The Government will attempt to overturn the free speech amendment to the ‘homophobic hatred’ offence in the Commons on Tuesday (6 May), official sources say.

The amendment was passed in the Lords on Monday 21 April. It makes clear that criticising homosexual practice or urging people to refrain from such conduct will not, in itself, be a crime.

If MPs vote to overturn the amendment, the Lords will get another chance to vote on the matter on Wednesday (7 May).

The amendment says, “In this Part, for the avoidance of doubt, the discussion or criticism of sexual conduct or practices or the urging of persons to refrain from or modify such conduct or practices shall not be taken of itself to be threatening or intended to stir up hatred.”

In recent years there have been a number of cases where overzealous police officers have unjustly interfered with the rights of people to express their religious beliefs on sexual ethics.

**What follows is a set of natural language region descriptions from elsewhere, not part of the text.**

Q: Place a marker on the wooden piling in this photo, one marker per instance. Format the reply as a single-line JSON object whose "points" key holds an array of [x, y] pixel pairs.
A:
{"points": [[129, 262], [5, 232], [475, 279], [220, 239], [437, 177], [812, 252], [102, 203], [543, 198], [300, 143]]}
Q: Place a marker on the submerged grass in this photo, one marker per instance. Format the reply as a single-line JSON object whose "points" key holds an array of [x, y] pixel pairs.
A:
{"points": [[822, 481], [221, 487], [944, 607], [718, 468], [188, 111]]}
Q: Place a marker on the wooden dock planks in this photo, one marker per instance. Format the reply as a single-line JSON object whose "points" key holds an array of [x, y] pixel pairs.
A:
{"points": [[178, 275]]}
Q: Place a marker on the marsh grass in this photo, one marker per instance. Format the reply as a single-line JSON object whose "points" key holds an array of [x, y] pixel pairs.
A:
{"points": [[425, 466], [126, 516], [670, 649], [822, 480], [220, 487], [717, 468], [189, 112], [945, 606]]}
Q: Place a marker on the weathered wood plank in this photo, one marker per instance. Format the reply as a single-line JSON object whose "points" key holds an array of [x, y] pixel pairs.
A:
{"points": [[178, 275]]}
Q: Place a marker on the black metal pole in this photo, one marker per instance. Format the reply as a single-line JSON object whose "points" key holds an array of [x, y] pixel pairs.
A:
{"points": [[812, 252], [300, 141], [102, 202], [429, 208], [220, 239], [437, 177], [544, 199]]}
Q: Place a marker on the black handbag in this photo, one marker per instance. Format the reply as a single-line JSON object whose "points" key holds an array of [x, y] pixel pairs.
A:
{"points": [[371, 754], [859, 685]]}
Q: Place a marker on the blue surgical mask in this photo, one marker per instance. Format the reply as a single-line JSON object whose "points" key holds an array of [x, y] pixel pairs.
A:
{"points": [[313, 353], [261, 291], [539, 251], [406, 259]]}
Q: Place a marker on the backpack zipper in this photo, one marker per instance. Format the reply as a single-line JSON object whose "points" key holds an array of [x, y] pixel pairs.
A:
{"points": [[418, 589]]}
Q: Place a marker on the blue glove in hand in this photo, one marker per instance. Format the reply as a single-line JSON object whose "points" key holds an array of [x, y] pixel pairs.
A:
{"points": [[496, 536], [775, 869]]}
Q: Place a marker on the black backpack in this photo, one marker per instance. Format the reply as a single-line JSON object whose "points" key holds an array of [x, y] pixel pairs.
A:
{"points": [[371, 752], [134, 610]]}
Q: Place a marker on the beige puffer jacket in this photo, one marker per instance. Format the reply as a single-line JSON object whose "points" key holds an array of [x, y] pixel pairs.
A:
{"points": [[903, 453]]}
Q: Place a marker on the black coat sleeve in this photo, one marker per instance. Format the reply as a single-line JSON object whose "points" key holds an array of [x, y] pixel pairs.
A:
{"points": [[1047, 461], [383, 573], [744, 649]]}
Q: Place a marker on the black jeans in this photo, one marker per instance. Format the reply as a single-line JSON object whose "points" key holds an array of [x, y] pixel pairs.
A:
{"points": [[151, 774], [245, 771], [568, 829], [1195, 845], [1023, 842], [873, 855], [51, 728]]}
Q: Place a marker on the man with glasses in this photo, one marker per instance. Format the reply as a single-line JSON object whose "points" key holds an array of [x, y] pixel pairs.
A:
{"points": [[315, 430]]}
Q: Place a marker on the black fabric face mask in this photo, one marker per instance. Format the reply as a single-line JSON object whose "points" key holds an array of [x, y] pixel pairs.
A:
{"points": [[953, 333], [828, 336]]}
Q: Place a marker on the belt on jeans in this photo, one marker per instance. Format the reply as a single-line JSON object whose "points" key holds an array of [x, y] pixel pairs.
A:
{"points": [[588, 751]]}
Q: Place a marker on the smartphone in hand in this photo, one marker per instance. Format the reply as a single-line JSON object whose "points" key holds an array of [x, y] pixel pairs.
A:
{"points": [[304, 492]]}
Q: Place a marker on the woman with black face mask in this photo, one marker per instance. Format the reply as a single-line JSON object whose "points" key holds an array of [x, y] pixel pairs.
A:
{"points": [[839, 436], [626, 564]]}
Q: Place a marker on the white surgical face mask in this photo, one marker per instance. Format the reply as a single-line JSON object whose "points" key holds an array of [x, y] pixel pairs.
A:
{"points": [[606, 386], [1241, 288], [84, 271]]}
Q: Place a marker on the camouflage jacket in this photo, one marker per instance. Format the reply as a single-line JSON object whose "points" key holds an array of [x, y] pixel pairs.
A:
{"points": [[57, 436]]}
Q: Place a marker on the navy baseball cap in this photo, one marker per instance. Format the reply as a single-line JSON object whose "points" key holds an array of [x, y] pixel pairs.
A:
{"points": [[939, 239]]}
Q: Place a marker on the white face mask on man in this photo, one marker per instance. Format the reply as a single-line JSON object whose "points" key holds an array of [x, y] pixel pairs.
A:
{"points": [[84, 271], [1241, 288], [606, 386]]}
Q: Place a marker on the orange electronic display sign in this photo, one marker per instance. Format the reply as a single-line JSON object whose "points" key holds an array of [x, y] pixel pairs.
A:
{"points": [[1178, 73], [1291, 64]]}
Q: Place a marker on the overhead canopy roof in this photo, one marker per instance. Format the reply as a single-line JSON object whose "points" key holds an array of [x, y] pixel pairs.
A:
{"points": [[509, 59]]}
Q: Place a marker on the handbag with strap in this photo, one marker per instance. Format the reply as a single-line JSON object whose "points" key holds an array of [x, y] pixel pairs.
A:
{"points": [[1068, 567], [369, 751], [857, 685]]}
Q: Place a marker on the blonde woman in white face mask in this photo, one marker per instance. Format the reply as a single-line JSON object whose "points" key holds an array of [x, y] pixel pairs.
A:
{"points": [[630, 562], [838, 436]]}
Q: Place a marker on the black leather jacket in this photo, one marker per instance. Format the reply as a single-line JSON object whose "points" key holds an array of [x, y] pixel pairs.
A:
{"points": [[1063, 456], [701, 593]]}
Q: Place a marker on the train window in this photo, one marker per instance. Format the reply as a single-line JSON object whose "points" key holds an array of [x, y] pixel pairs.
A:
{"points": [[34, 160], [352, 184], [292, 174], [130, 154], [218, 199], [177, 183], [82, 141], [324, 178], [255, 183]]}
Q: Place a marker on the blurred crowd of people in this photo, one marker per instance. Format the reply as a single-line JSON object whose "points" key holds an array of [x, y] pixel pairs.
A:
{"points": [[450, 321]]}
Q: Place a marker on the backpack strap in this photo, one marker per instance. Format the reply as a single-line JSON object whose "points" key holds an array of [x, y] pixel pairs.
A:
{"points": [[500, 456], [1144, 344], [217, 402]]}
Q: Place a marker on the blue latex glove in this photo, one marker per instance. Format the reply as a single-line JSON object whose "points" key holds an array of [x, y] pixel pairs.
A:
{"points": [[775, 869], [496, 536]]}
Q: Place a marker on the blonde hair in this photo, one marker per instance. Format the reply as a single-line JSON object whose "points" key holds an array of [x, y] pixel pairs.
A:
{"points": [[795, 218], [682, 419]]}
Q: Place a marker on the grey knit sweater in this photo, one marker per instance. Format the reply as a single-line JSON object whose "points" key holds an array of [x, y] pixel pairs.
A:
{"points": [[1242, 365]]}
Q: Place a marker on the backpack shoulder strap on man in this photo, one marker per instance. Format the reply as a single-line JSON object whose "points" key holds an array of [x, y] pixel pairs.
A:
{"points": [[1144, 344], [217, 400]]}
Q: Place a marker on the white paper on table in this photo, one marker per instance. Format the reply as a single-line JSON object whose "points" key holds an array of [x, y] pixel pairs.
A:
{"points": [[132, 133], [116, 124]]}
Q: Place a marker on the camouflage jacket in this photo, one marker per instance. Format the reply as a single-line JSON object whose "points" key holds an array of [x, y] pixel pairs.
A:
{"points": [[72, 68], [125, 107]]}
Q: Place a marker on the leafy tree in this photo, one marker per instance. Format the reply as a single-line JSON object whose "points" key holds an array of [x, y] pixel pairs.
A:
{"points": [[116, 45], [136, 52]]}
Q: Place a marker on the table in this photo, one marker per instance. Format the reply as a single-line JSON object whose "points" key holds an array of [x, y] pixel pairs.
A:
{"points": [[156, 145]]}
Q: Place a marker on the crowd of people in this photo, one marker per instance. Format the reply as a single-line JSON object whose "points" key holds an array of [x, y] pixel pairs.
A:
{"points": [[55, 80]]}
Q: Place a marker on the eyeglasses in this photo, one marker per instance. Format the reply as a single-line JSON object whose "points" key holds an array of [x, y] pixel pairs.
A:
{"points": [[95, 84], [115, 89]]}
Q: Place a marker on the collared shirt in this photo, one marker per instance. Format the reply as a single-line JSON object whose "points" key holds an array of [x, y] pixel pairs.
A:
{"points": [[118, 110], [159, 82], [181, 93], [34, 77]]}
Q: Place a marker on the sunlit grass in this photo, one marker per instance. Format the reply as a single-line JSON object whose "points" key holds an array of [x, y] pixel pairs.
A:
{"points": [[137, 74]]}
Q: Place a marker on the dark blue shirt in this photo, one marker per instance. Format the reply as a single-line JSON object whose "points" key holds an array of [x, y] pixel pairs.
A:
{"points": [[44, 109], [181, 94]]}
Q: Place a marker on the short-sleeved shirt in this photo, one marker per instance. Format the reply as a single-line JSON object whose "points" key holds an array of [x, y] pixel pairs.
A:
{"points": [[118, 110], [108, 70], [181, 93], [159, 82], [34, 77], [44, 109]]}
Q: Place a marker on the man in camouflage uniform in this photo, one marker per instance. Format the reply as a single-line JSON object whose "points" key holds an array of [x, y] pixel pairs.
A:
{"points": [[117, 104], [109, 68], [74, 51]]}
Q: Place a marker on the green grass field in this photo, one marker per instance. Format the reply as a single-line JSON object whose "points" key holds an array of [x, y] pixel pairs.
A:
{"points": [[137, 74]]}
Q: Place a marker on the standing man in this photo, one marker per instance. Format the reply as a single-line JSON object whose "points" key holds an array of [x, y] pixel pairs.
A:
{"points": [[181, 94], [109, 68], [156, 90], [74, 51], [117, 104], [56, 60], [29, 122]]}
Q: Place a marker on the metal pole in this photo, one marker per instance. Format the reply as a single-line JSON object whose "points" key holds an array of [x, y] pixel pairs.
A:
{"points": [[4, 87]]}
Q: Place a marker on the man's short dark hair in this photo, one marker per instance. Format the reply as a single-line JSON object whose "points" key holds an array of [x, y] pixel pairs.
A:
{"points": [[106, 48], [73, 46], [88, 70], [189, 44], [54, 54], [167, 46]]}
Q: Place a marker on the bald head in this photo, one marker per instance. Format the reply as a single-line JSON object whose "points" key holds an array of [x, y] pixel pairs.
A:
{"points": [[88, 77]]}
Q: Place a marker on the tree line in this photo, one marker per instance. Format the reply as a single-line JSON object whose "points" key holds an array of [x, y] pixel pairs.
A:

Speaking during the Lords debate in April, Lord Waddington said: “Some might say that the amendment is now so moderate in its terms that it merely states the obvious and is therefore unnecessary, but those who say that are, I fear, closing their eyes to what has really happened in recent years.”

“When it comes to language touching on matters of sexual orientation, there has already been a load of trouble with the police misapplying the existing Public Order Act. It is our plain duty to try to prevent this continuing to happen,” he added.

Lord Waddington

Lord Waddington tabled the free speech amendment in the Lords.

Lord Waddington was supported by Labour Peer, Lord Anderson of Swansea, who said: “I guess that many of us have been impressed by letters from individuals around the country who have been met with overzealous police officers who have caused great anxiety until eventually the individuals have been told that no prosecutions will follow.

“Surely, the aim of this quite modest amendment would be to deter such overzealous police officers from causing such anxiety. I believe that this amendment is indeed modest, and I will have no hesitation in supporting it.”

The Government minister, Lord Hunt of Kings Heath, said the amendment is not necessary: “I want to say at once that I understand the issues that the noble Lord and others have raised; it is described as a chilling effect, this concern that the passage of this legislation would unnecessarily inhibit the absolute right of freedom of speech.

“I certainly understand those concerns, but none the less the Government continue to believe strongly that the kind of clarification in the noble Lord’s amendment, which differs from his in Committee, is not necessary.”